El proveedor que le traía las cartas había dicho que la casa de los abuelos quedaba cerca de la librería. Encontrando la librería... ya estaba cerca de la casa. Buenísimo. Se sentía la campeona del mundo.
—¡Vamos, Leo! Te apuesto que en diez minutos estamos tomando helado con Lauren. Revisó si no había perdido el dinero. Todo bien. Tenía para invitarla a ella y a sus abuelos y a los vecinos, por si había visitas. Bueno, que alguno se pague el suyo, ¿no?
—No, mira, mejor nos quedamos acá, porque no sabemos si nos estamos acercando o alejando... Leo, ¡atento a la primera persona que veas pasar! Y lo volvió a dejar en el suelo para que olfateara a gusto.
—¡Oye, Leo! ¡Si estás mirando el piso no vas a ver a nadie!
Lo retó en broma. Nunca se había imaginado que con tan poco viaje uno podía irse tan lejos. Por una de las esquinas de la plaza apareció una mujer caminando lentamente, inclinándose a cada paso.
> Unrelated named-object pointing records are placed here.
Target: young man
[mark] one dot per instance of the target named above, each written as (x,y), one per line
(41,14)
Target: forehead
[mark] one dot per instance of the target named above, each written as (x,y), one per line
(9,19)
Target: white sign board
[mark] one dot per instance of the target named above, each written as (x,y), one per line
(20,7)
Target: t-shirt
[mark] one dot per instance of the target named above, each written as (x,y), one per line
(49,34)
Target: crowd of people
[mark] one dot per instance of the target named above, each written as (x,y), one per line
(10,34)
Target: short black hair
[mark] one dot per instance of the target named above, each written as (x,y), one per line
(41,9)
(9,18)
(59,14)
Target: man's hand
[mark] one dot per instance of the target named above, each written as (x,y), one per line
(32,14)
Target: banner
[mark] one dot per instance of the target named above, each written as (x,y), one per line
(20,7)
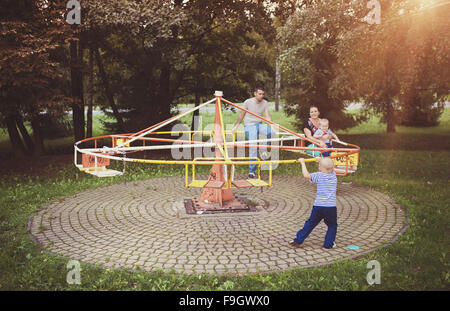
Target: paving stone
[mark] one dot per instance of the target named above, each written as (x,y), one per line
(126,225)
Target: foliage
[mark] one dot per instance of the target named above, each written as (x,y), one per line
(309,61)
(30,83)
(396,66)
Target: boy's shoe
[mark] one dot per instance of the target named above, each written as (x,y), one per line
(295,244)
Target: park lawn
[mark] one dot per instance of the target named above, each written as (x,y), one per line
(418,260)
(409,166)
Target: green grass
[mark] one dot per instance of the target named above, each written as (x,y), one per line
(418,260)
(417,179)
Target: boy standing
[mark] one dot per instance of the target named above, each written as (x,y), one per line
(324,204)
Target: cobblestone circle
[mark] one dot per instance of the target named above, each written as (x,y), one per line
(142,225)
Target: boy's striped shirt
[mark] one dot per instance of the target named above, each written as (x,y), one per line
(326,188)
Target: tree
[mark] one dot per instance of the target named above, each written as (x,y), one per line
(310,63)
(32,31)
(396,66)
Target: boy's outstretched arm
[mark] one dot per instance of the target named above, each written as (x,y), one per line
(304,170)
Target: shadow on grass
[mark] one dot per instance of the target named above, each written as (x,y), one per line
(399,141)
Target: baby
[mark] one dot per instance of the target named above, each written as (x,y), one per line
(324,133)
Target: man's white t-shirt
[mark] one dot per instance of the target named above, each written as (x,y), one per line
(257,108)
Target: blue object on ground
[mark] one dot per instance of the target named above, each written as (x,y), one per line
(353,247)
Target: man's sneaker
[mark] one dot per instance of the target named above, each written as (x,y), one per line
(295,244)
(264,155)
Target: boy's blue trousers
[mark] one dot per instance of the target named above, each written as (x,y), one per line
(329,215)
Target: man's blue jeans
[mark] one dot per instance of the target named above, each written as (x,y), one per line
(252,132)
(329,215)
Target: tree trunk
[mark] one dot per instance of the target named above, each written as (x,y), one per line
(277,83)
(196,113)
(77,91)
(164,91)
(108,91)
(14,137)
(390,118)
(26,137)
(90,93)
(37,135)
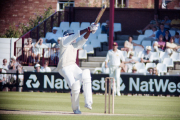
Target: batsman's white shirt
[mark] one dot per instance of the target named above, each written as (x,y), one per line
(114,70)
(68,51)
(114,58)
(67,58)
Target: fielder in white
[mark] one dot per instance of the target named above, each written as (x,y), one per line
(70,71)
(114,57)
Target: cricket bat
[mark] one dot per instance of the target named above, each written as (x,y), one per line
(100,14)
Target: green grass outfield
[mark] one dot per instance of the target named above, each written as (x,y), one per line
(126,107)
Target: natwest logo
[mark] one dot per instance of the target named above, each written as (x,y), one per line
(34,84)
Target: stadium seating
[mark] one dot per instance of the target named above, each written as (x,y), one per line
(162,68)
(82,54)
(168,62)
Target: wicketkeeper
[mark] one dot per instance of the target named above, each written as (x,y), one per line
(70,71)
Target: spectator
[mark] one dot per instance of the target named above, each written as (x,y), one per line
(160,45)
(114,56)
(171,46)
(37,68)
(166,22)
(128,45)
(134,69)
(39,46)
(155,71)
(153,36)
(5,65)
(146,57)
(166,37)
(177,38)
(28,48)
(105,28)
(150,70)
(161,31)
(2,78)
(45,68)
(13,63)
(52,38)
(14,81)
(175,23)
(153,23)
(129,62)
(55,51)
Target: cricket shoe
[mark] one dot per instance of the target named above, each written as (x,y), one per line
(88,106)
(77,111)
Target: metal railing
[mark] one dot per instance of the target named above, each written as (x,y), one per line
(9,76)
(46,54)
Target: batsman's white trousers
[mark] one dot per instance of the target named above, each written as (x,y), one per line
(115,71)
(72,74)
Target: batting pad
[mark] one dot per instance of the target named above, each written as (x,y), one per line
(86,77)
(75,95)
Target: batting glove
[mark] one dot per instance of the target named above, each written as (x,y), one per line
(93,27)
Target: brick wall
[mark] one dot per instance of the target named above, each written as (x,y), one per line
(17,11)
(130,19)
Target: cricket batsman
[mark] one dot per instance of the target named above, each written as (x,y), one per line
(68,68)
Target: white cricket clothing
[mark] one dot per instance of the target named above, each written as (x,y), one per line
(129,45)
(51,35)
(114,58)
(114,69)
(129,65)
(70,71)
(147,56)
(68,51)
(47,69)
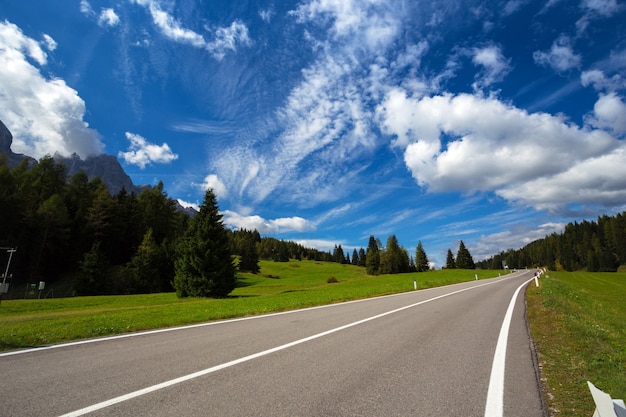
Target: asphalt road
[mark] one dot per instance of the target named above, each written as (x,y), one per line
(422,353)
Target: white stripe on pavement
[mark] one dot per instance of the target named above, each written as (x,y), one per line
(207,371)
(495,394)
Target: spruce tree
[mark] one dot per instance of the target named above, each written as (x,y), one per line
(204,264)
(464,258)
(372,258)
(450,264)
(421,260)
(249,260)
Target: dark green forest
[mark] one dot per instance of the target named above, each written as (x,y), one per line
(595,246)
(73,229)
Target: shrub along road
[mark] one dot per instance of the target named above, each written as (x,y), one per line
(426,352)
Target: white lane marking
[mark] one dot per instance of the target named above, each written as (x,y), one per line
(207,371)
(495,393)
(192,326)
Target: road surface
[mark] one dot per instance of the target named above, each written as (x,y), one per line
(437,352)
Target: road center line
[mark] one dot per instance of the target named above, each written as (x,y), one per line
(207,371)
(495,393)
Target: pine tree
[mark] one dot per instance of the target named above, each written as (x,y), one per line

Camila alzó al perro y se le acercó.
—Buenas tardes, señora, ¿dónde queda la librería del centro?
—(La miró extrañada): Está cerrada, ahora.
—Ya sé, pero no importa.
—... ¿Tú no eres de acá, no?
—... (uf) No.
—¿Te perdiste?
—No, busco la librería porque ahí cerca vive una amiga.
—¿Y este perrito tan lindo? (preguntó la señora agachándose). ¡Ay, qué gracioso!
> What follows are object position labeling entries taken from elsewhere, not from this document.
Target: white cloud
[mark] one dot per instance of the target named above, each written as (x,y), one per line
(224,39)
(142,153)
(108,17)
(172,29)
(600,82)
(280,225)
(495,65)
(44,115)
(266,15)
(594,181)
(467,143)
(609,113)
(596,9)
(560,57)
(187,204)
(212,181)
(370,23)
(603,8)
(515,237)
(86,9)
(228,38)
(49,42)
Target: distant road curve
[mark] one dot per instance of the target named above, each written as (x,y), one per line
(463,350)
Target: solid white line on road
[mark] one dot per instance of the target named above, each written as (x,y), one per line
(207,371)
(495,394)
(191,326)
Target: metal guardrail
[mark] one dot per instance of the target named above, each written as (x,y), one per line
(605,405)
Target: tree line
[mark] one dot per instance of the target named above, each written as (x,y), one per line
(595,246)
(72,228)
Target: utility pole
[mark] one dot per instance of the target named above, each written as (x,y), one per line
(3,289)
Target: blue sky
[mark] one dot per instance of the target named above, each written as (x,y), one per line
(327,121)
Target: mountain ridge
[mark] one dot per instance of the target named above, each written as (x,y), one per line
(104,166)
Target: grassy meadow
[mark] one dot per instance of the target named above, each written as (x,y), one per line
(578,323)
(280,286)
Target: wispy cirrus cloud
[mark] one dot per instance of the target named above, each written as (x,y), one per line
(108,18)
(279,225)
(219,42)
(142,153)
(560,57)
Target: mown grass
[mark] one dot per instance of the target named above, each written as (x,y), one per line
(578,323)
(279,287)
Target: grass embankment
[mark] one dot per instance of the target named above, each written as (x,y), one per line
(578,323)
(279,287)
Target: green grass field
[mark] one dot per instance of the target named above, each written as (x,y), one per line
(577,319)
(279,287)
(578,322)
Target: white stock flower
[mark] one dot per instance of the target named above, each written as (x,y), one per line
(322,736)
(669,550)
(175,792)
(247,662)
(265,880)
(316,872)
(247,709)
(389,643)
—... (Camila no lo podía creer, ¿estaba loca esta vieja?)
—¡Lindo! ¡Lindo! ¿Y cómo se llama?
—Leo, oiga, señora...
—¿Leo? ¡No tiene cara de Leo!
—No, se lo puse por...
—¡¿En serio le pusiste Leo pero no tiene pinta de Leo?!
—...(uf)...Sí
—¿Y por qué le pusiste así, eh? (y volvía a pellizcar al perro). ¡Bonito!
—Es un nombre provisorio, señora.
Le contestó, pero ya queriendo sacársela de encima; para colmo el perro le hacía una fiesta increíble, movía la cola, le lamía la mano, faltaba que le diera el teléfono.
—¿¡Provisorio!? ¡Ay, qué ocurrencias tienen hoy día! ¡Imaginate, ponerle un nombre provisorio!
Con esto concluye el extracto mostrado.